A souk is a traditional Arab market, found across Morocco, Tunisia, Egypt, the Gulf states, and the Levant. Marrakech's souks are organized loosely by trade β€” leather, metal, spices, textiles β€” and bargaining is expected. Initial asking prices are typically 2-3x what locals pay.

Practical

ATM withdrawal

Using local ATMs is almost always the cheapest way to get foreign currency. Exchange-counter rates at airports and tourist areas typically lose you 5-10%. A no-foreign-fee debit card (Charles Schwab, Wise, Revolut) plus an ATM that doesn't add a local surcharge gets you close to mid-market rate.

Carry-on rules

Carry-on size limits vary by airline. US majors typically allow 22 x 14 x 9 inches (56 x 36 x 23 cm). European budget carriers (Ryanair, Wizz, Vueling) are more aggressive β€” 40 x 25 x 20 cm for free, larger bags incur a fee. Always check the specific airline before flying, especially within Europe and Asia.

Day trip

A day trip is an out-and-back excursion from a base city, typically 2-6 hours each way and back the same evening. Most strong-base cities (Paris, Tokyo, Bangkok, Buenos Aires) anchor 3-5 worthwhile day trips, often by train or organized tour. Useful when you want variety without packing and unpacking.

eSIM

An eSIM is a digital SIM activated via QR code, available on most phones from the iPhone XR / Galaxy S20 onward. For travel, services like Airalo, Holafly, and Saily sell country- or region-specific data plans starting around $5 for 1GB. Faster and cheaper than international roaming with your home carrier in nearly every case.

Layover

A layover is a stop between two legs of an itinerary, ranging from a 90-minute connection to a multi-day stopover.
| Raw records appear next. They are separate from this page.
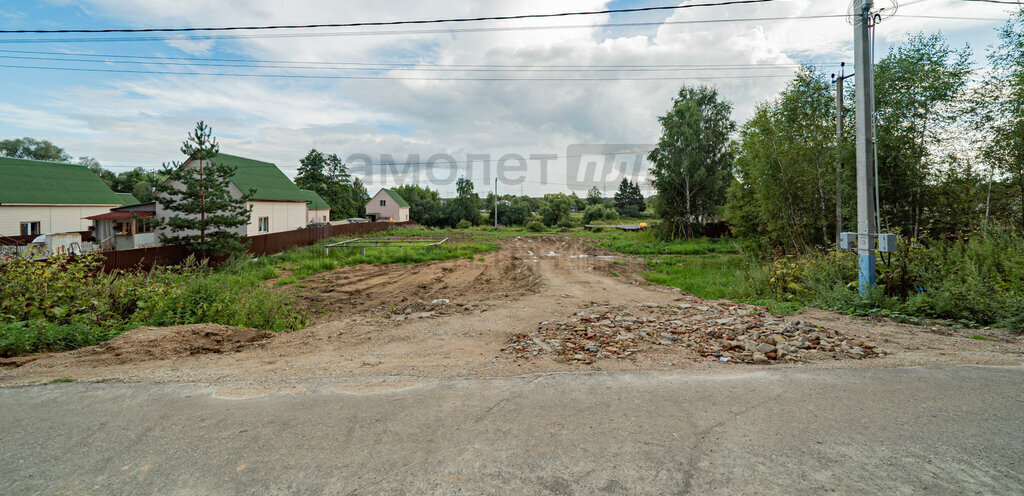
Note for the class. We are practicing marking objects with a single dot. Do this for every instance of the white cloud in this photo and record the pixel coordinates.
(142, 120)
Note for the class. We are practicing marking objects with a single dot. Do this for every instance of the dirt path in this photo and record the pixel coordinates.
(454, 318)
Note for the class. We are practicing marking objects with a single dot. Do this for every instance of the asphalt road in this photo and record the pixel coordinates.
(911, 430)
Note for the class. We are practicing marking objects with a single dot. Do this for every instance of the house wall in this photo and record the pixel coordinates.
(390, 210)
(283, 216)
(51, 218)
(322, 215)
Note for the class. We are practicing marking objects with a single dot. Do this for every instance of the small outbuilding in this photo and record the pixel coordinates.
(387, 205)
(317, 210)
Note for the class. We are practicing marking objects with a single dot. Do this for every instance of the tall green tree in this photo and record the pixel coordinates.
(918, 85)
(28, 148)
(629, 200)
(425, 205)
(1004, 116)
(465, 206)
(557, 207)
(329, 177)
(205, 216)
(692, 160)
(785, 167)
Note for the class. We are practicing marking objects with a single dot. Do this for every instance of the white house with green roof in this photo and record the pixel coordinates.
(276, 203)
(387, 205)
(39, 197)
(317, 210)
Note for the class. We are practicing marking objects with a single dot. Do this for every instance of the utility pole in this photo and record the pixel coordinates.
(864, 70)
(839, 147)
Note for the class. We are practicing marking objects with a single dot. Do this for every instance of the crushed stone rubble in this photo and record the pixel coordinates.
(720, 331)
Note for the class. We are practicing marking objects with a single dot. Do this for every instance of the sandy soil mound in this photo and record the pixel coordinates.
(163, 342)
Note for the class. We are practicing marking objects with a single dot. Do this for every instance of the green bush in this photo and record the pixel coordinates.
(566, 222)
(975, 282)
(536, 225)
(599, 212)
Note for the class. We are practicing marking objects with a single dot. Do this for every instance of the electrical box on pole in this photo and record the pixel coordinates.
(864, 70)
(839, 148)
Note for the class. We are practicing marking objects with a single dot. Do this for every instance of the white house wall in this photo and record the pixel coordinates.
(51, 218)
(323, 215)
(283, 216)
(389, 210)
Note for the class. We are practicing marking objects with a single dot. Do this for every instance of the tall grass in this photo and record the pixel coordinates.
(69, 303)
(311, 260)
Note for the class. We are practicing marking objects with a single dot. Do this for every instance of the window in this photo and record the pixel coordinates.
(144, 225)
(30, 229)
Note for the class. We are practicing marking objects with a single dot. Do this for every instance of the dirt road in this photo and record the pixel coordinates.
(453, 319)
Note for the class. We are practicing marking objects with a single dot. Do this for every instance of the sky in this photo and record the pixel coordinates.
(536, 136)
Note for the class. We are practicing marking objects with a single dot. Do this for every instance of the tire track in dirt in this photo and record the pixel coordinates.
(382, 321)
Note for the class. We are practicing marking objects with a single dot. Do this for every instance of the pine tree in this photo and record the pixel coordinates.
(206, 216)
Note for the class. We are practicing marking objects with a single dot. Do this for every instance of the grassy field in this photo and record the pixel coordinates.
(310, 260)
(69, 303)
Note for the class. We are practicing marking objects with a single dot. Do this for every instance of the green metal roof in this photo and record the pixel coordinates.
(35, 181)
(397, 198)
(315, 202)
(127, 199)
(268, 181)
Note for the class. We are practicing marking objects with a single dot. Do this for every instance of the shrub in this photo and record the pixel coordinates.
(536, 225)
(567, 223)
(599, 212)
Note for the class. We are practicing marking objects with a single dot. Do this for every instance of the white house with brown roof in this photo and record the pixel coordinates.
(387, 205)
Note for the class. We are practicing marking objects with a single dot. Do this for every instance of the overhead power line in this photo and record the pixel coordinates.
(414, 32)
(454, 30)
(531, 69)
(394, 23)
(158, 58)
(1005, 2)
(399, 78)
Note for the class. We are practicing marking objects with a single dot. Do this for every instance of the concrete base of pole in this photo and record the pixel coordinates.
(865, 273)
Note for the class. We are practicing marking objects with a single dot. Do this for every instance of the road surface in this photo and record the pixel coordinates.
(903, 430)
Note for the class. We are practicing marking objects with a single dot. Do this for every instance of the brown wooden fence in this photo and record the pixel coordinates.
(146, 258)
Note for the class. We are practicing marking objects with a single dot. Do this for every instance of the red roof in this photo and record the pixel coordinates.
(118, 214)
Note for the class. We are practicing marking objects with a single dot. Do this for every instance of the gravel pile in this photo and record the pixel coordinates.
(722, 331)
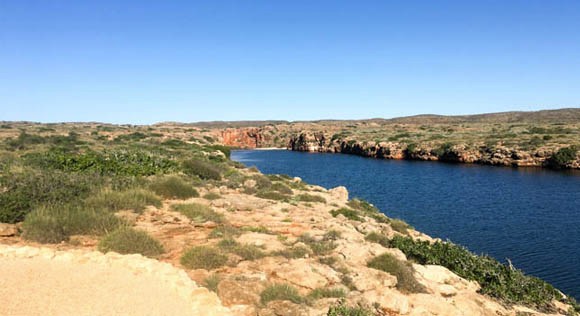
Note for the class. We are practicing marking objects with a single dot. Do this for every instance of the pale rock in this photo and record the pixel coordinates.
(8, 230)
(266, 241)
(340, 193)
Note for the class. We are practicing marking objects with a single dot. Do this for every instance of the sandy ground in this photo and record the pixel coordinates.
(41, 286)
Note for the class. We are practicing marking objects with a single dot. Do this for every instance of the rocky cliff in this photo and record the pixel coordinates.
(460, 153)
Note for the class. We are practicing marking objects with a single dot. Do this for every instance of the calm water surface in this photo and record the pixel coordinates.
(530, 216)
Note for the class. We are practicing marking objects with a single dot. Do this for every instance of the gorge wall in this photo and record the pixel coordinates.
(460, 153)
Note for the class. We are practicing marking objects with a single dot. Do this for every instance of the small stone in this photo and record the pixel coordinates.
(8, 230)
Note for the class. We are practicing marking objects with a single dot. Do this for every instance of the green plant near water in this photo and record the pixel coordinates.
(56, 223)
(127, 240)
(497, 280)
(131, 199)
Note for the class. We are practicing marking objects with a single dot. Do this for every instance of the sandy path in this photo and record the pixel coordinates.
(94, 284)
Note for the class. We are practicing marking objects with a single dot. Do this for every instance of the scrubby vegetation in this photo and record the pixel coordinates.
(497, 280)
(127, 240)
(56, 223)
(132, 199)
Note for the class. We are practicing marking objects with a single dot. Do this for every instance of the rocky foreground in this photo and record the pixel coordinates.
(297, 244)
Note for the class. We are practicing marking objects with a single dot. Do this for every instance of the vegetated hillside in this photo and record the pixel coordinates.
(521, 139)
(265, 244)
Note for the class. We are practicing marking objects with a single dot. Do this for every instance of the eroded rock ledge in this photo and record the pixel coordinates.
(460, 153)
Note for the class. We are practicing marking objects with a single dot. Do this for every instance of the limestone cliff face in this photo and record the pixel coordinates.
(243, 137)
(499, 155)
Long layovers can become a free bonus mini-trip β€” Iceland, Singapore, Dubai, Doha, and Istanbul all run airline programs that hotel-and-tour you during 12+ hour stops.

Mid-range budget

Mid-range is the price tier between budget and luxury β€” typically a 3-star hotel or quality boutique guesthouse, sit-down restaurant meals (not fine dining), public transit plus the occasional taxi, and admission to major attractions. On MapSorted comparison pages, mid-range daily totals run roughly $80-200 across destinations.

Stopover

A stopover is a deliberately long layover (24+ hours, sometimes weeks) added to a long-haul itinerary, often at no extra airfare. Icelandair lets you stop in Reykjavik for up to 7 days transatlantic; Singapore Airlines and Emirates run similar programs. The cheapest way to add a city to a trip.

Tipping convention

Tipping varies enormously by country. Generally: 18-22% expected at US restaurants, 10-15% in much of Europe, no tip needed in Japan or South Korea (where tipping can be confusing or insulting), and a 5-10% rounding-up in Southeast Asia. Hotel housekeeping $1-2 per night in the US, generally not expected elsewhere.

Travel adapter

A travel adapter converts a plug shape β€” not voltage. Most modern phones, laptops, and cameras accept 100-240V automatically, so a simple pin adapter is enough. Higher-draw devices like hair dryers may need a voltage converter as well. The most-used types: Type A/B (US), Type C (most of Europe), Type G (UK, Singapore, parts of Southeast Asia), Type I (Australia, China, Argentina).

Travel insurance

Travel insurance covers medical emergencies, trip cancellations, baggage loss, and (on some plans) electronics theft. Worth it for international trips, especially to countries with expensive private healthcare like the US. Common providers: World Nomads, SafetyWing (popular with digital nomads), and Allianz. Read the medical-cover limit β€” anything under $100K is thin.